Actually, their later commercials have been a bit more sedate. That first one was apparently to get everyone's attention as in "what was that all about?".
They still run that original commercial, but in The All-New, Super Gross :15 length. I'll explain in a bit.
But so, sooooo many questions arise about this lady. Like how often does she shower? What soap does she use? What's her diet like? Is she in a really humid area? Has she seen a doctor? etc.
.
She could be an undead zombie for all any of us knows these days. And the CDC would be none the wiser because they're doing exactly what they should be doing during an epic avian flu and measles outbreak; Getting To The Bottom of Those Cancer Causing Obama Deep State 5G Windmill Things.
And when she lists out all the body parts, it's like you begin to seriously wonder what her home life is like. What Christmas must look like with all that going on before she found this goop. ("Yes kids. But we did promise your Aunt Shannon we would bring her these nice jugs of concentrated industrial odor remover. Now put on your military grade gas masks....Oh, and could you help me move the skeletons of those carolers over here, please?.....")
I thought they changed it because it grosses out everybody who sees it. And for a few weeks, it was safe. Not sure if it's the same lady, but the plastic surgery, makeup and sudden lack of trailer park accent was a vast improvement.
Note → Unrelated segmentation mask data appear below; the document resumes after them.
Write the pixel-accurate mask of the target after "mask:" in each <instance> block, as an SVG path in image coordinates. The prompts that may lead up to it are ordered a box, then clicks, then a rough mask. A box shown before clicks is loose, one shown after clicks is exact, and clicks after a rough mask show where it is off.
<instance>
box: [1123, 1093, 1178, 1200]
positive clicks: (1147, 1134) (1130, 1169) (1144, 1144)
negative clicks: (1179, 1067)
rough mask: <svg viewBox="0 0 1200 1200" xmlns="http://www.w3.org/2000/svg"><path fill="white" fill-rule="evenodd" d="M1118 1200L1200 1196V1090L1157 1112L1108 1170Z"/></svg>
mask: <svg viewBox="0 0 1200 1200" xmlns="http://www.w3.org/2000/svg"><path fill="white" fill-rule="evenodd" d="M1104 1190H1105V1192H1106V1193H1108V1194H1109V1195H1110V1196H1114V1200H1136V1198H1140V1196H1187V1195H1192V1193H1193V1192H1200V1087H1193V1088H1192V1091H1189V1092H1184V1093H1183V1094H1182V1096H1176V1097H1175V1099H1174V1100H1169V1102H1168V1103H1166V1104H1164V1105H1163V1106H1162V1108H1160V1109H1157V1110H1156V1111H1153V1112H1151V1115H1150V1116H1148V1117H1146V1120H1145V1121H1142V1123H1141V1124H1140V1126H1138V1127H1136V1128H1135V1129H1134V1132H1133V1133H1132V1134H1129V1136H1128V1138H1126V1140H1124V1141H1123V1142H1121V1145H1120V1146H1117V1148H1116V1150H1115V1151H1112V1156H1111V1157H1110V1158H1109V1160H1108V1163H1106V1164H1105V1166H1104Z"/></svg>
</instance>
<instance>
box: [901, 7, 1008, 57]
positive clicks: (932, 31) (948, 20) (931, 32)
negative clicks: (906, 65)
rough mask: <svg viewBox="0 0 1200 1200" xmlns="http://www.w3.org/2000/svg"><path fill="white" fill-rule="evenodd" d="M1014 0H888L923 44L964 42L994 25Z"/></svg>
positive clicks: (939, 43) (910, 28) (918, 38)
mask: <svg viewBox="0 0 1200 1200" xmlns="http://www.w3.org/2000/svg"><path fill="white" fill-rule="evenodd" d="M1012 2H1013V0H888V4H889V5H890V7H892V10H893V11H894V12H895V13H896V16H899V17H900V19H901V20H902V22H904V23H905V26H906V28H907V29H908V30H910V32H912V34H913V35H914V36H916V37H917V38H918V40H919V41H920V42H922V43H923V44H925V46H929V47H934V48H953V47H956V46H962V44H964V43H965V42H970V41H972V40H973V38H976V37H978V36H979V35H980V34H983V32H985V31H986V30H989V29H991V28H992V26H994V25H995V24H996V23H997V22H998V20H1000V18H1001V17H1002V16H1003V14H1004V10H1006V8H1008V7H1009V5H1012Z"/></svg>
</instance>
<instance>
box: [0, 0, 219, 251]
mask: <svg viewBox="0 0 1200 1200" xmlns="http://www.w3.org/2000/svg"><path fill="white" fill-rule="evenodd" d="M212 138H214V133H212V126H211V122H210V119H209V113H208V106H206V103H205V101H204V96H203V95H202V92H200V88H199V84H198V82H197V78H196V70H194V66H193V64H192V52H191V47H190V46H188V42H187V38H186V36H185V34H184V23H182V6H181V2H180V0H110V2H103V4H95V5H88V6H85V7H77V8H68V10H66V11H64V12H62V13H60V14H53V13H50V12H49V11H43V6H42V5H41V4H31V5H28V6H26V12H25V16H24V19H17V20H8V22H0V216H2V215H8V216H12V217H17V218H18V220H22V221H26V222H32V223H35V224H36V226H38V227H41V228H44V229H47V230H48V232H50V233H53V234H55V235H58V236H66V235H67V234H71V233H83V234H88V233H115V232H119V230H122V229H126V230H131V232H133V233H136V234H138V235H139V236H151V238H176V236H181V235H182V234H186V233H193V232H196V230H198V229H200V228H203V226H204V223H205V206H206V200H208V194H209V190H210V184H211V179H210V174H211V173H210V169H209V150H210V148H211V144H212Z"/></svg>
But then they returned with that damned :15 edit. Which, instead of reducing the grossness of the full length original commercial down to a tolerable, Not So Fresh Feeling level, actually doubled down the grossness of the original by playing only the grossest possible parts of it. (And why do they
still insist on running it at times when people are
EATING? Ugh.)
I mean seriously, there must have been
a lot of money they gave her if she agreed to something like being known forever as Our Lady of The Ferociously Dank B.O., strangers pointing and talking, scooching away every time she walks by in public, etc.